Now, now let's move to the grand answer, which is if our neural nets conscious already would we ever know how can we tell? Here's where the speculation starts to become at least interesting or fun and maybe a little bit disturbing, depending on where you take it. But it certainly seems that when we think about animals, that there are some continuum of consciousness, my cat is conscious in some way. Not as conscious as a human. You could imagine that you could build a little consciousness meter right? You pointed out a cat, it gives you a little reading, pointed out a human, it gives you much bigger reading. What would happen if you pointed one of those at a dotat neural net?
现在,我们来谈谈根本的问题——如果我们的神经网络已经有了意识,我们如何知道呢?这就是我们开始进行推测的地方,这至少是有趣或有趣且令人不安的,具体取决于你的口味。但当我们思考动物时,似乎有一些意识的连续性,我的猫某种程度上是有意识的。不像人那样有意识。您可以想象,您可以构建一个小意识计量器,对着猫指出它,读数就会有一点,指出人类,则读数更大。如果你把它指向一个神经网络点,会发生什么?

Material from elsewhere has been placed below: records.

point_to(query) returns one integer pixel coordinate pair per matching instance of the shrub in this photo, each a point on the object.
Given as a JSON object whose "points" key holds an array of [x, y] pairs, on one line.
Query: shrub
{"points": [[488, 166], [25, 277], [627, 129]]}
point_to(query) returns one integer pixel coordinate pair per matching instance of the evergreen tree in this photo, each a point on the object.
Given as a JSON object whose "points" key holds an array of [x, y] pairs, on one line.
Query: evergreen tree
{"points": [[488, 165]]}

And if you're training this massive simulation, do the neural nets feel pain? It becomes pretty hard to know that the answer is no.
如果你正在训练这个庞大的模拟,神经网络会感到疼痛吗?很难确定答案是否是否定的。

And it becomes pretty hard to really think about what that would mean if the answer were yes. And it's very possible, for example, you could imagine that maybe the reason these humans are have consciousness is because it's a convenient computational shortcut.
当回答是肯定的时候,真正思考它意味着什么就变得相当困难。例如,很有可能这些人之所以有意识,是因为这是一种方便的计算捷径。

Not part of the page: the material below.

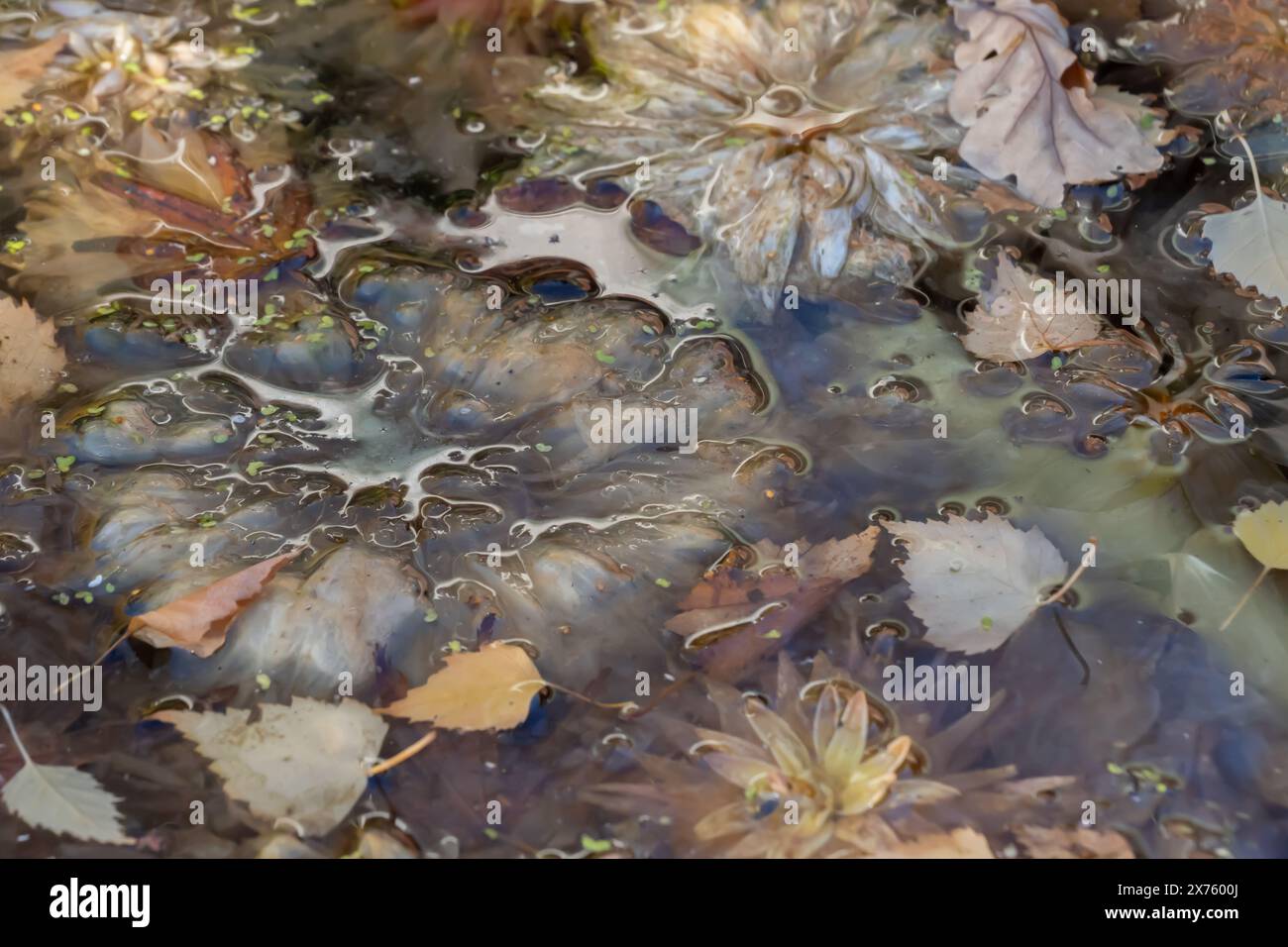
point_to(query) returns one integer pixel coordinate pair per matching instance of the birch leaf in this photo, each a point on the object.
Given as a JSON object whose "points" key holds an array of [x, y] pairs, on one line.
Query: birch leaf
{"points": [[30, 356], [1028, 105], [22, 69], [1012, 322], [1263, 532], [62, 799], [305, 762], [1250, 244], [975, 583], [485, 689], [200, 620]]}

If you think about it, if you have a being that wants to avoid pain, which seems pretty important to survive in this environment and wants to eat food, then maybe the best way of doing it is to have it being that's conscious.
如果你仔细想一想,一种想要避免痛苦的生命体对于在这个环境中生存来说似乎非常重要,也需要吃食物,那么也许最好的方法就是拥有一个有意识的生命体。

In order to succeed in the environment, you need to have those properties and how are you supposed to implement them? And maybe this consciousness is way of doing that. If that's true, then actually maybe we should expect that really competent reinforcement learning agents will also have consciousness. But it's a big if.
为了在这个环境中取得成功,你需要具备这些特点,你应该如何实施呢?也许这种意识就是实现这一点的方式。如果是这样的话,那么我们应该期望真正有能力的强化学习智能体也会具有意识。但这是个大问号。

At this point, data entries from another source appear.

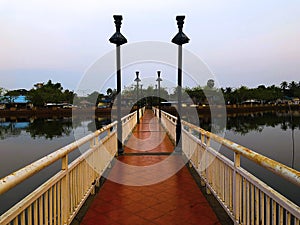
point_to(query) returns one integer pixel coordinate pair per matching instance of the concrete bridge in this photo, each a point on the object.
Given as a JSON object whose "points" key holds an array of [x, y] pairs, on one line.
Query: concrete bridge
{"points": [[151, 183]]}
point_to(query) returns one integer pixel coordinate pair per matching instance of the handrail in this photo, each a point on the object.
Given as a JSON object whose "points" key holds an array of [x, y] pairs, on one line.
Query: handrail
{"points": [[22, 174], [270, 164]]}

And I think there are a lot of other arguments that can make in other directions. I think that's a really interesting idea that even GPT-2 has some degree of consciousness. That's something that's actually not as crazy to think about.
我认为有很多其他的论点可以从其他方向来进行辩论。我认为这是一个非常有趣的想法,即GPT-2甚至具有某种程度的意识。这是一个实际上并不太疯狂的想法。

It's useful to think about as we think about what it means to create intelligence of a dog, intelligence of a cat, and the intelligence of a human.
在我们思考如何创造狗、猫、和人类的智能时,思考这一点是很有用的。

So last question, do you think we will ever fall in love in the movie, her, with an artificial intelligence system or an artificial intelligence system falling in love with a human?
最后一个问题,你认为我们会在电影《她》中与人工智能系统坠入爱河,还是人工智能系统会与人类坠入爱河?

I hope so. If there's any better way to end it is on love.
我希望是这样。如果有更好的方式来结束,那就是用爱。

So Greg, thanks so much for talking to me. Thank you for having me.
Greg,非常感谢你和我交谈。谢谢你邀请我。